The Canadian Federal Government recently announced Mortgage Insurance and Qualification Changes effective October 17 and November 30, 2016. These changes are intended to slow down the red-hot housing market but will make it more difficult for first-time buyers and borrowers with marginal income to qualify for financing. They will also close some loopholes currently being used by foreign investors. The details of the announcement are summarized below, courtesy of Mortgage Professionals Canada, Canada’s national mortgage broker industry association.
- All insured mortgages will now need to qualify at the Bank of Canada benchmark rate (4.64%) instead of the contract rate offered on their commitment. This change is scheduled to come into effect on October 17, 2016.
- Portfolio (‘bulk’) insurance must now meet the same criteria as those that are high ratio insured. This change is scheduled to come into effect on November 30. This means that amortizations greater than 25 years, rental and investment properties and homes with values greater than $1M can no longer be portfolio-insured.

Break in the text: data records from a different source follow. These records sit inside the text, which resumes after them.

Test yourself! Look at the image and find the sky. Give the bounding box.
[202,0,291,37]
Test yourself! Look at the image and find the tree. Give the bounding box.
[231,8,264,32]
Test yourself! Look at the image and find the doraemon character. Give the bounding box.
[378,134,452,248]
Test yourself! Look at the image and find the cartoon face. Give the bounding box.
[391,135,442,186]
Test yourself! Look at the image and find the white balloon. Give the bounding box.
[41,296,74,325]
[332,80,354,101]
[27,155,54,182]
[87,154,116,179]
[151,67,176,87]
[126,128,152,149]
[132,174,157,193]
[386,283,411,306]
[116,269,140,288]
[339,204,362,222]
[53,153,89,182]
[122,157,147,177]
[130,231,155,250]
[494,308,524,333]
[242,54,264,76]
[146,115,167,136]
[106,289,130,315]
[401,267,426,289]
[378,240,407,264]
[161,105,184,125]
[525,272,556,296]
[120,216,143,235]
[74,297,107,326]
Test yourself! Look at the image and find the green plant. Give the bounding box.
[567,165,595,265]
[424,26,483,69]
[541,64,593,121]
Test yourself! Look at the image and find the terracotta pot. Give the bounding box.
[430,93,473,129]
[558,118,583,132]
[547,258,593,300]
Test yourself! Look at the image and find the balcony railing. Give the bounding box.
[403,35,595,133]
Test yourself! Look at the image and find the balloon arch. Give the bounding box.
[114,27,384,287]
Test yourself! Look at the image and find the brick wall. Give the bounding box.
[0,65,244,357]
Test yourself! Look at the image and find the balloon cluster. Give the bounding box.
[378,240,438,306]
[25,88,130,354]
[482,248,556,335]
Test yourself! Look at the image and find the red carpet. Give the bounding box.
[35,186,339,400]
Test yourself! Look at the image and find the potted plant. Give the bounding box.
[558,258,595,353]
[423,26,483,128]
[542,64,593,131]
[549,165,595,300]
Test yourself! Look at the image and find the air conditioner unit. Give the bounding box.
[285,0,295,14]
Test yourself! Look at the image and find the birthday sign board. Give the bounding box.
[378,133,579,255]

- Capital gains exemptions on principal residences will apply only to residents of Canada.
- In addition, there is further discussion about ‘sharing in risk’ that is currently borne in large part by the three mortgage insurers. While high ratio customers and portfolio insurance funders pay for this risk, there is discussion about sharing in the cost of losses beyond just the mortgage insurers. This in and of itself could have significant implications. We will continue to monitor any discussion around this as well.